La antigua fábrica textil fue desmantelada en un suspiro. Sacaron los telares, despidieron a los trabajadores y el barrio perdió la poca promesa de supervivencia que le quedaba a la gente. Unicamente el impresionante edificio, bueno para nada, seguía en pie.

– Habrá que derruirlo- dijo el hombre del ayuntamiento.

– ¡No! – gritó el pueblo que no quería un nido de ratas como el resto de solares que iban apareciendo como calvas – Pedimos, exigimos, que se destine para uso del pueblo.

Y el ayuntamiento, con la mirada puesta en el horizonte de las cercanas elecciones, donó el recinto – Disfrutad del regalo , cortesía del partido Tal y Pascual.
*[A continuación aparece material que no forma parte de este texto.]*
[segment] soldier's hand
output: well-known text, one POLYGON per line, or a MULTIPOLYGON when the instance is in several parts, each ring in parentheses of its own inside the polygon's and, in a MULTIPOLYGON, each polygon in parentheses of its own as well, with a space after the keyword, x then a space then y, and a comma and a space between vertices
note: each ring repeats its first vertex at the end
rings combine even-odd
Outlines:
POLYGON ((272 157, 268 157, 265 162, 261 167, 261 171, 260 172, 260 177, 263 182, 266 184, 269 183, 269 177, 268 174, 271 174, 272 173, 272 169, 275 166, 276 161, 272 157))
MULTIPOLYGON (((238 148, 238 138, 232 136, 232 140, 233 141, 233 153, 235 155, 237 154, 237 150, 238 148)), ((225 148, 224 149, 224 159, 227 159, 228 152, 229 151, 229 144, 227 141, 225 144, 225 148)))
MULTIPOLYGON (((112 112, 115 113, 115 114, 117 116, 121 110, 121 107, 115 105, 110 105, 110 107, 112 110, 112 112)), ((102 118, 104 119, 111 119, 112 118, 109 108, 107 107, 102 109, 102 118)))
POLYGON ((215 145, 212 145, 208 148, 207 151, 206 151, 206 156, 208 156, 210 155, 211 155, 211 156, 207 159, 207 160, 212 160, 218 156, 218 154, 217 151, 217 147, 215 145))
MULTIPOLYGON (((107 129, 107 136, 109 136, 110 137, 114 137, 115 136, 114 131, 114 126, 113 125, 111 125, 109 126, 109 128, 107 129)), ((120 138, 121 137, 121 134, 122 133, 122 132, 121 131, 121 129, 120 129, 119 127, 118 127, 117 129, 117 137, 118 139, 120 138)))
Que giro inesperada cuando ninguna asociación lo quiso para alguna actividad bien intencionada y mal organizada. Cada metro cuadrado se destino a la gente que había perdido trabajo, la casa, la vida… Ahora tenían un sitio gratis en el que vivir y, entonces, el ayuntamiento, presionado por constructores y arrendatarios afirmó que eran mejores las ratas.

Echo a la gente, tiró el edificio y la especulación regreso al barrio.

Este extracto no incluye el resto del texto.